Guest Author - Sharon Michaels
Whether it’s encouraging children to clean their room or closing a business deal, understanding how to get others to take action is a powerful skill. Here’s an important fact to remember - When people take action they want to be able to BRAG about the results.
I’ve broken down the “encouraging” process into four areas:
1. Some basic principles of the decision-making process:
* When people make a decision they want to experience positive results.
* Most people are moved to action by either getting away from pain or going toward gain.
* People will take action as soon as they believe it is in their best interest.
* People make decisions when they recognize and understand what’s in it for them.

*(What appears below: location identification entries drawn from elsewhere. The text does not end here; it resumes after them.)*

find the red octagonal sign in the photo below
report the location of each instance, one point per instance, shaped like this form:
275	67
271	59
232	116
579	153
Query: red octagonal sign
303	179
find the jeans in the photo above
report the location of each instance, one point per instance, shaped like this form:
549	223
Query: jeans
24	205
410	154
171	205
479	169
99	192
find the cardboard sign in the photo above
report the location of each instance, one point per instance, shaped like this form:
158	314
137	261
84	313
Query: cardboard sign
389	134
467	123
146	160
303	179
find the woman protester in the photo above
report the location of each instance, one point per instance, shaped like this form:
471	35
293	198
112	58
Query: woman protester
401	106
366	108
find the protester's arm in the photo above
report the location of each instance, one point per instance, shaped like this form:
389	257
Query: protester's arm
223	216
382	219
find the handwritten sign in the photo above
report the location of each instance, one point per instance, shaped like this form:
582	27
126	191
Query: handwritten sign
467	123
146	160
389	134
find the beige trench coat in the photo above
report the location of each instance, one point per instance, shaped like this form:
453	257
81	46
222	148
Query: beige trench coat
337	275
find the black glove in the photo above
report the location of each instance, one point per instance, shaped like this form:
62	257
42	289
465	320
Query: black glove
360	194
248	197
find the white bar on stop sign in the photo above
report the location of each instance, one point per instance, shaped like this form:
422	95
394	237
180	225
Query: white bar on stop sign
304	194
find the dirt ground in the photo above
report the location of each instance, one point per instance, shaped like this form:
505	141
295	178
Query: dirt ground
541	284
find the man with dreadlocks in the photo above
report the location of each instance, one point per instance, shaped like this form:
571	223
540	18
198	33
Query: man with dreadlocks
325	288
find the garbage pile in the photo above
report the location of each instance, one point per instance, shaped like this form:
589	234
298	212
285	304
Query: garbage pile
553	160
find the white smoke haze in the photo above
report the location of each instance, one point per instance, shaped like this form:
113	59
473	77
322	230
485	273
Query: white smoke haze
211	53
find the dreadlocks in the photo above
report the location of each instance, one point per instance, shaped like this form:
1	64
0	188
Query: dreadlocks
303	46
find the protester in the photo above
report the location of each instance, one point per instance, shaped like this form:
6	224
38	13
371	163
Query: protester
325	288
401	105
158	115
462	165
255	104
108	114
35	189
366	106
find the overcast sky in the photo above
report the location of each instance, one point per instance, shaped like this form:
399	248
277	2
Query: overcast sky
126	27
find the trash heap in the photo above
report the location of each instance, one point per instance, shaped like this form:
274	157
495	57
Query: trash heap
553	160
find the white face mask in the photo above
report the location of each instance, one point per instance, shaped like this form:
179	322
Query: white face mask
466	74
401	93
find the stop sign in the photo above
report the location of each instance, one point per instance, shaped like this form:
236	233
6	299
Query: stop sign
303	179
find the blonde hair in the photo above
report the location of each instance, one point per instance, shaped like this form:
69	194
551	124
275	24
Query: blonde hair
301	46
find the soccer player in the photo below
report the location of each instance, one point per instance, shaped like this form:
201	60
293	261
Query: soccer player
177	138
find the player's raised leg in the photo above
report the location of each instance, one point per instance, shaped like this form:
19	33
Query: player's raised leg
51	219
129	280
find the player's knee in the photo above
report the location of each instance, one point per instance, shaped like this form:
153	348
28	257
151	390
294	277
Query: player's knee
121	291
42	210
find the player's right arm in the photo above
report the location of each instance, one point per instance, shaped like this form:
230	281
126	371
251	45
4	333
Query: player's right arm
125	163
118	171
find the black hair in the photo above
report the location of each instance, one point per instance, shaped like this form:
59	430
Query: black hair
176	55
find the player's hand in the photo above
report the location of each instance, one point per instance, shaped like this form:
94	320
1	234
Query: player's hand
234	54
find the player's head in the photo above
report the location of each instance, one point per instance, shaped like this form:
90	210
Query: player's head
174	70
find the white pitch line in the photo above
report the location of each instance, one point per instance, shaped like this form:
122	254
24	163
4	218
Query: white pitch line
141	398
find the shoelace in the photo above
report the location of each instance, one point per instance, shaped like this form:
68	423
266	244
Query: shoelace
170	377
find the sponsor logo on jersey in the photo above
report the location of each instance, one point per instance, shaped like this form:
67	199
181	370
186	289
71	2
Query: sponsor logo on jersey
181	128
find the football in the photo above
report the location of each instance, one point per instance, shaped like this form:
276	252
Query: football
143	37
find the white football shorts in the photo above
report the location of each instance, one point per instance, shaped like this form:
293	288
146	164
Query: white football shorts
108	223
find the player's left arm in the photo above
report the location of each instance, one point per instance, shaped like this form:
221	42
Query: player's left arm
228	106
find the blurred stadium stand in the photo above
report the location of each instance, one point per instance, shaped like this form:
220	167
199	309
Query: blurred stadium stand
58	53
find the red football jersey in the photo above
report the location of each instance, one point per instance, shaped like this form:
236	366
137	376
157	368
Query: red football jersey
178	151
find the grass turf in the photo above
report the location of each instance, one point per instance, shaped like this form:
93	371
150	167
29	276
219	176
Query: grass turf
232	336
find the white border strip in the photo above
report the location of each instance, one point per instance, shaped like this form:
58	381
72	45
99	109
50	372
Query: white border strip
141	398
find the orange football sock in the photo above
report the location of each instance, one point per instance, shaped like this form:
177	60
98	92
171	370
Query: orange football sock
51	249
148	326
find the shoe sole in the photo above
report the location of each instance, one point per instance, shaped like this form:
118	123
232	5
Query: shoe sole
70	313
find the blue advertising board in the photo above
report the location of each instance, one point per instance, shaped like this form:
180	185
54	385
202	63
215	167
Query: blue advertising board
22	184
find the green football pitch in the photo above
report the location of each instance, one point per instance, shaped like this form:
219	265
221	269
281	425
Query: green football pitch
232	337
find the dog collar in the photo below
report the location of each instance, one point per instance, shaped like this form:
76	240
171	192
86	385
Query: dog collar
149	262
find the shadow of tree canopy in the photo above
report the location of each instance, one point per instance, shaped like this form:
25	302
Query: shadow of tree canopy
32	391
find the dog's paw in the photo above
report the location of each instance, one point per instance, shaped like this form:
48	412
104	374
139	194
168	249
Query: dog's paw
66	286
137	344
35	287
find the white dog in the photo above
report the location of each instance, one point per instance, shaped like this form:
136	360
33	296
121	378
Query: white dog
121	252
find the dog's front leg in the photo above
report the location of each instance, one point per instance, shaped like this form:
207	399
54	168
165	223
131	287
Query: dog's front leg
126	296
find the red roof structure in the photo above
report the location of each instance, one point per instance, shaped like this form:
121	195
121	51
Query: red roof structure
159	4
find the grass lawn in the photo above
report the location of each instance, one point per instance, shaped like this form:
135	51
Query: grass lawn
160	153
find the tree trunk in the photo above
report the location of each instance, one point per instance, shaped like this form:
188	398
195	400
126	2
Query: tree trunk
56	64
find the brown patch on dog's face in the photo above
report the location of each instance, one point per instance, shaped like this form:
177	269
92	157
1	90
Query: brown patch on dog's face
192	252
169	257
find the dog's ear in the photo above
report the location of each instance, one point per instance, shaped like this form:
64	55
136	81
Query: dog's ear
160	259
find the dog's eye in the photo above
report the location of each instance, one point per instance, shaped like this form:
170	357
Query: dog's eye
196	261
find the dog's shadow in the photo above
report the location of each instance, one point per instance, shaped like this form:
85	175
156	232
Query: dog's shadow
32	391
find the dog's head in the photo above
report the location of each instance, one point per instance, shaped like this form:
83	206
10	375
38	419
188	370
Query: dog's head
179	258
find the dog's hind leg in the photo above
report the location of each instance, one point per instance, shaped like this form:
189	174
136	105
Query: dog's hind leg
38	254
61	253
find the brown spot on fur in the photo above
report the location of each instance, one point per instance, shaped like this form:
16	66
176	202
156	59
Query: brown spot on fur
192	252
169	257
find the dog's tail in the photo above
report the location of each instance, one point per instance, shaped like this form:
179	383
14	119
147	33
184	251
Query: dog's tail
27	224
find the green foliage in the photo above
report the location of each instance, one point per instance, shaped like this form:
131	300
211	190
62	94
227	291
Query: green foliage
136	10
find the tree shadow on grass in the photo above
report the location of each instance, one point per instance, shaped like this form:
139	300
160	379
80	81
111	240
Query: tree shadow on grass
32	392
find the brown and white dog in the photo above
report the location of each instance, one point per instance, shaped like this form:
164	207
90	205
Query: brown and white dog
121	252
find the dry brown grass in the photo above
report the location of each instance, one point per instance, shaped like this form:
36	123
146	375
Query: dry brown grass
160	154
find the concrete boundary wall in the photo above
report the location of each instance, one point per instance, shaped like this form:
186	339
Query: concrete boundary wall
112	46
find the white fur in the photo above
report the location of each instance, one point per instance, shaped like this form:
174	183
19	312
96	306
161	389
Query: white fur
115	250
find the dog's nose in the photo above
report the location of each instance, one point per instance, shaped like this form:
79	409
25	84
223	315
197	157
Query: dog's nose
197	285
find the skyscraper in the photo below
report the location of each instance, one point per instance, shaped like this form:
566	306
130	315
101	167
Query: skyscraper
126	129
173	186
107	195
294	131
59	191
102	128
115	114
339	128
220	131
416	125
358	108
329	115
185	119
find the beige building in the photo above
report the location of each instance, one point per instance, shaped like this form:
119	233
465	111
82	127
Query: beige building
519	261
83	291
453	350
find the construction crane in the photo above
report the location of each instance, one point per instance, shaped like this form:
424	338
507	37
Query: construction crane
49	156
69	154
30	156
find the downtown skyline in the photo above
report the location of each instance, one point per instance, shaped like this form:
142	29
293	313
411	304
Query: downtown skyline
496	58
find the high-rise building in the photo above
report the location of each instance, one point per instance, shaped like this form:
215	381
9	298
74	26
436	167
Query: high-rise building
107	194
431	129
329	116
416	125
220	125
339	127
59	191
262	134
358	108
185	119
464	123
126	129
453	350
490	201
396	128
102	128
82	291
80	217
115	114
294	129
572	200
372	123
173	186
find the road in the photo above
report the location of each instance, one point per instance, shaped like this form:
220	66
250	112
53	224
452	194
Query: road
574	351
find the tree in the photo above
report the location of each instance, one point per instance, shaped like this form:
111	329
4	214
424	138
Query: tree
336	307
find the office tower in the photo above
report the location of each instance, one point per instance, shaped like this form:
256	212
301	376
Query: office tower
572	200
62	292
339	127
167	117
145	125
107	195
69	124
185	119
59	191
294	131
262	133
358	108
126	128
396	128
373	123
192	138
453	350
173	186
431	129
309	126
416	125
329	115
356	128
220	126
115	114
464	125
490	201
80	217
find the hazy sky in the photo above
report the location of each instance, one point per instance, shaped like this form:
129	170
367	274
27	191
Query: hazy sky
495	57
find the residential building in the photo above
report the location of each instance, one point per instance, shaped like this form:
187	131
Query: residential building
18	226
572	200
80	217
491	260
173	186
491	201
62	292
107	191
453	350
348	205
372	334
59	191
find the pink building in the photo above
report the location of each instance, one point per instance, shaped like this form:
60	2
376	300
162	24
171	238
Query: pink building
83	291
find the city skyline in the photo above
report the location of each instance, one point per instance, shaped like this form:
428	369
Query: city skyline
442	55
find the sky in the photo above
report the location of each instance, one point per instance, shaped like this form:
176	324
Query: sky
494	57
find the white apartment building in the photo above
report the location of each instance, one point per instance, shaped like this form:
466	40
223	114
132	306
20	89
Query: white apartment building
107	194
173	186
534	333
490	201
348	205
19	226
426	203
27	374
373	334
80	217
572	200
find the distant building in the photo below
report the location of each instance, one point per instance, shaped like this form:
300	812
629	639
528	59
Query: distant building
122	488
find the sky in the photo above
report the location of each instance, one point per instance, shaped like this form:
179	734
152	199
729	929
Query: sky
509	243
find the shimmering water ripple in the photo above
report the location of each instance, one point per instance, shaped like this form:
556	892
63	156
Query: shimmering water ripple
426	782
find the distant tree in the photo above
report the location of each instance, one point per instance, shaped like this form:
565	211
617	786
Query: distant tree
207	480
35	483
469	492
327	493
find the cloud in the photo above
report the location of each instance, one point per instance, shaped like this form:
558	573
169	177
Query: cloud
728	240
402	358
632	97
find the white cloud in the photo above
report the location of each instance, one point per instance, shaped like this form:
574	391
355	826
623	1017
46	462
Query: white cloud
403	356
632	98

2. Five positive communication “do’s":
One: Remember, it’s about the other person’s needs, wants and desires.
Two: Come from a place of integrity, respect and honesty.
Three: Speak with sincerity.
Four: Look at the situation through the other person’s eyes.
Five: When in doubt wait until everyone involved can think clearly.
3. A decision-making truth - Anyone making a decision, even a small one, wants to believe they’ve made a good decision. Every decision-maker wants to BRAG about making wise choices.
4. People BRAG about their decisions for these reasons:
B enefit relates to how well a person believes they will be better off because of taking action. Unconsciously everyone is asking, “What’s in it for me?” Learning to effectively point out benefits will get a “yes” more often.
Example: With a clean room you’ll be able to find your toys faster and you’ll have more time to play.
R elief relates to whether or not the person believes they will find an answer or solution to their problems and challenges. Relief is about moving away from something that is troublesome or problematic. When you can demonstrate how they will find positive solutions, a person is more likely to take action.
Example: If you don’t pay an additional $200 a month on your credit card balance it’ll take you fourteen months instead of six months to pay that card off.
A ction relates to a person believing that the action you’re asking them to take will move them toward a pleasurable outcome. Action is moving toward something.
Example: By taking one more class this semester, you’ll be finished with your degree in just eight months.
G ain relates to how making this decision will emotionally, physically, spiritually and/or financially enrich their life. People will follow your suggestions more often when they understand exactly what they will be gaining.
Example: By making time to write down your goal of a dream vacation to Hawaii, you'll actually increase your chances of achieving it.
Please understand there is a difference between encouraging the action you want someone to take and manipulation. Assisting others to go forward in positive ways is coming from a place of shared cooperation and encouragement. Manipulation is only caring about your own wants and desires.
People will follow your lead when they fully trust that you have their best interest at heart.